Educators have long faced the choice between compulsory instruction and neglected opportunity, but in its attempt to avoid either extreme, Harvard has devised a lecture system that is not worthy of its Faculty. For the excellence of a liberal arts instructor lies not so much in the scientist's ability to present accepted facts as in the power to correlate, to criticize, and to stimulate, and in its unnecessary compromise with these aims, the College has sacrificed much of its academic superiority.

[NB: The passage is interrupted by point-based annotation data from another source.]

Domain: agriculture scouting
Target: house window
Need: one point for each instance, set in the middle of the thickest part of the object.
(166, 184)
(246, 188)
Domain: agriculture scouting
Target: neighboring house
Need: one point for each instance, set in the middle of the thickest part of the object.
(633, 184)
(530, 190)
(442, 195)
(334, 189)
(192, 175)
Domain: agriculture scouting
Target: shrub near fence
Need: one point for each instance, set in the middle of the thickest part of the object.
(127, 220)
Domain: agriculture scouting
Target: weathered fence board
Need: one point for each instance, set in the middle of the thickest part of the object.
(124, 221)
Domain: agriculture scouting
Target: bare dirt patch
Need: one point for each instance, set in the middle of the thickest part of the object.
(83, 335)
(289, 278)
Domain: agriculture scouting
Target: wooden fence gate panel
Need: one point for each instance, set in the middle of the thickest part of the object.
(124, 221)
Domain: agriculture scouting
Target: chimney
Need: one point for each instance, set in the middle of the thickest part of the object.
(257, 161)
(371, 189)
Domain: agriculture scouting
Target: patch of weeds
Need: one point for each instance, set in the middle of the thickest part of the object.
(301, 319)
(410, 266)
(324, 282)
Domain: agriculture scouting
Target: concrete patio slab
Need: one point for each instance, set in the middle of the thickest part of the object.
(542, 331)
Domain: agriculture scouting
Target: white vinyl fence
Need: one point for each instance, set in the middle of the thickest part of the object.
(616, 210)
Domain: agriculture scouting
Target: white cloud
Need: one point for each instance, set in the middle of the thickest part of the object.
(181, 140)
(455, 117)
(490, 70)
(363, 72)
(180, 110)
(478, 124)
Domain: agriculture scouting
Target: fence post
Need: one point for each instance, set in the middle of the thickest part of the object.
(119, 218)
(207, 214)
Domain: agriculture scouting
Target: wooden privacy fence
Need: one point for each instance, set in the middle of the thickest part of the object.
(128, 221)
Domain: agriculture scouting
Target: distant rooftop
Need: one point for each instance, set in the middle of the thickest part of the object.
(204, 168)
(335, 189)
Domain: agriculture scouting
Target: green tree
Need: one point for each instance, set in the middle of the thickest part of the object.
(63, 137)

A faculty admittedly can be most effective when it reaches its students in small groups where there can be an interplay of ideas, where the undergraduate can actively participate in something more than the examination. But such a-large-scale seminar system is impractical in a college where the enrollment and the curriculum require large courses. Not even Harvard could afford or find the professors necessary for such individual instruction, and where instructors are of the calibre of the average Harvard section man, conferences per se can never succeed. A greater emphasis on the importance and quality of section work is only a partial answer; a better one is to make the lecture system a real presentation of ideas and not a mere reiteration of fact.
The University's assumption that the initiative for a college education must come from the students, and that instruction cannot therefore be imposed from above through incessant recitations and tests, is a cornerstone of its academic liberty. Yet too few teachers at Harvard have had the courage to carry this premise to its logical conclusion of lecturing on a college level; far too many have directed their courses downward to the "typical" student, the one who will not do his reading until the week before the examination. The inevitable result is that many college lectures, assuming nothing, contribute little that cannot better be found in a book. Even where interpretation is emphasized, time devoted to an unnecessary presentation of fact must be counted wasted.
Harvard then must accept the fact that preliminary outside work cannot be required, but must be assumed. Its Faculty must not penalize the interested with elementary and factual outlines aimed at the indifferent. Instructors must make it clear that they assume a knowledge of basic facts, to be presented by carefully selected reading, not merely high-school texts. Only then can they correlate and be understood; only then can they stimulate by interpretation. And the lecture system has no other justification for its existence.